Since the ⟨τ⟩ change inflicted by TC10 and Cdc42 were quite significant, we next investigated their binding affinity for the open state mutant sensor and titrated F1dmDA with increasing concentrations of TC10 and Cdc42. In both cases, rising concentrations led to a concomitant increase in ⟨τ⟩ of F1dmDA followed by saturation (Supplementary Figures 5B,C). Interestingly, compared to the wild-type sensor (F1DA) the double mutant sensor (F1dmDA) exhibited an enhanced binding affinity for TC10 with a Kd of 5.2 ± 1.2 μM (Figure 4B) vs. a Kd of 37 ± 4 μM for F1DA (Figure 2C). Although the titration with Cdc42 also resulted in a gradual ⟨τ⟩ increase in F1dmDA, the overall change was considerably lower than for TC10 (Supplementary Figure 5B and Supplementary Table 1) resulting in a low affinity interaction with Kd of 102.6 ± 2.5 μM for the Cdc42-CB complex (Figure 4B).

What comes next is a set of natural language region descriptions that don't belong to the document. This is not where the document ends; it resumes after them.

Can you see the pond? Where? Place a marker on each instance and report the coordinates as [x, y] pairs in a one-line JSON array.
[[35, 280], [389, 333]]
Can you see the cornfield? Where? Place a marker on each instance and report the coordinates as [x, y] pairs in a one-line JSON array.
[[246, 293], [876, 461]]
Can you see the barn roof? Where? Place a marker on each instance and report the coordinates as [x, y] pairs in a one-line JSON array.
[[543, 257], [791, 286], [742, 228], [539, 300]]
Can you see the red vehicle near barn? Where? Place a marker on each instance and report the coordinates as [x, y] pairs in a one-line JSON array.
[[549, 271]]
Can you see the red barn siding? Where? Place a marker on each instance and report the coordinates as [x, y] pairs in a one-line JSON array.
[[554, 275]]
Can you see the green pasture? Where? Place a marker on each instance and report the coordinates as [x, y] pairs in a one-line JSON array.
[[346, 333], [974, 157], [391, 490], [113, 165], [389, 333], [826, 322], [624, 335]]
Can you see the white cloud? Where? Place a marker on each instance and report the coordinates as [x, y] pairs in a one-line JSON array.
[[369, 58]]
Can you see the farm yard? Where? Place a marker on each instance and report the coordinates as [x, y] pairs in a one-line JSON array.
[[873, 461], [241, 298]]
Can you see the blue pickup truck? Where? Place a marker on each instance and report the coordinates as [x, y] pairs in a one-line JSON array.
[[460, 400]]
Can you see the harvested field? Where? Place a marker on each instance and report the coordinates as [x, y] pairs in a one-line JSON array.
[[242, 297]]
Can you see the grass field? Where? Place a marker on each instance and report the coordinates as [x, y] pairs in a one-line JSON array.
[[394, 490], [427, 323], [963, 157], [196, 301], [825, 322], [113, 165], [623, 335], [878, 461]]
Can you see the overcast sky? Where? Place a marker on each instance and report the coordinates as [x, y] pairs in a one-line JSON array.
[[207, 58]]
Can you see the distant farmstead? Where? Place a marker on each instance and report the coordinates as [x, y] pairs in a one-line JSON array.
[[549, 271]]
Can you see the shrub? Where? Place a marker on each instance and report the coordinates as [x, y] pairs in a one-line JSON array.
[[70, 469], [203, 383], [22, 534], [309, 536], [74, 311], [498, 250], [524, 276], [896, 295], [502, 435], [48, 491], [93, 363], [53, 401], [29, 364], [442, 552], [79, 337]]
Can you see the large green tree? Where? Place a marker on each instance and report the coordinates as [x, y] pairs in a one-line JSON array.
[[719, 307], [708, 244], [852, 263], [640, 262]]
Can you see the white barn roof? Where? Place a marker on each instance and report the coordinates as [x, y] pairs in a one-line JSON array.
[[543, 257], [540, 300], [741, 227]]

Active state sensors display differential responses upon GTPase binding

In case of the F1smDA and F1dmDA sensors a rapid exponential decay of the fluorescence intensities in both sensors made the fitting with the Gaussian distance distribution model cumbersome. Thus, we relied on a model-free approach (Peulen et al., 2017) to visualize the distance distribution underlying the time-resolved fluorescence intensities of both sensors (Figures 4C,D; Supplementary Figures 7, 8). For comparison, F1DA alone and the F1DA complexes with TC10 and Cdc42 were analyzed in the same fashion (Supplementary Figures 6A–D). Consistent with previous results (Imam et al., 2022), model-free distance distribution analyses of F1smDA and F1dmDA (Figures 4C,D) yielded a main peak at around 28Å (high-FRET state) along with a small shoulder at 37Å, which was less prominent in F1smDA. These distances depict the high and low FRET states, respectively, for the open state sensors (Figures 4C,D).

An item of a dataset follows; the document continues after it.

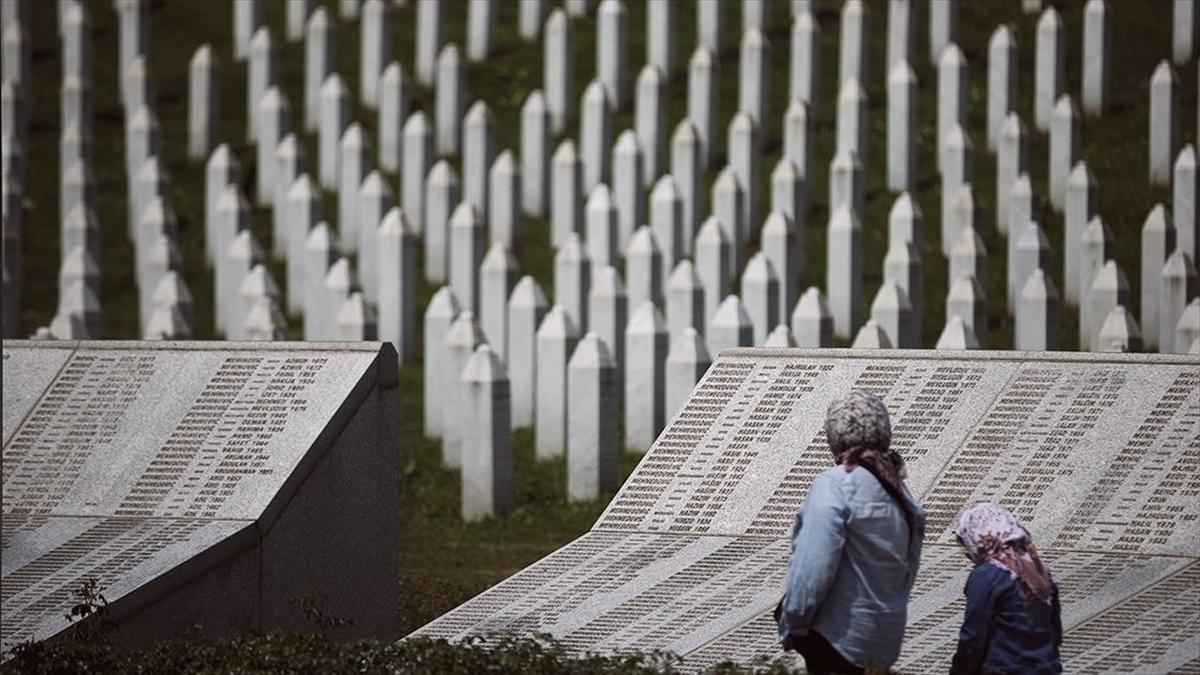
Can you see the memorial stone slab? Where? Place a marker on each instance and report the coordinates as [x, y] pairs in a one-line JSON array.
[[138, 502]]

Cdc42 and TC10, upon interaction with F1smDA, resulted in an increase in the shoulder fraction at 37Å (Figure 4C). Compared to Cdc42, TC10 induced a larger increase in the shoulder (Figure 4C), thus indicating that TC10 binding leads to a more efficient increase in the inter-fluorophore distance in F1smDA. Next, we analyzed the F1dmDA distance distribution change upon ligand interaction. Cdc42 binding to F1dmDA resulted in a strong increase in the shoulder, located in this case at approximately 37Å (Figure 4D). The interaction of TC10 with F1dmDA led to a rightward shift of the main peak in F1dmDA from 28 to 32Å (Figure 4D), while the shoulder at 37Å observed in both F1dmDA and the F1dmDA-Cdc42 complex disappeared. This was coupled to a concomitant increase in the XNoFRET fraction as observed in the inter-fluorophore distance increase beyond 40Å (Figure 4D). The observed inter-fluorophore distance change in F1smDA and F1dmDA suggested that the individual sensors induce distinct conformational states after TC10 and Cdc42 binding.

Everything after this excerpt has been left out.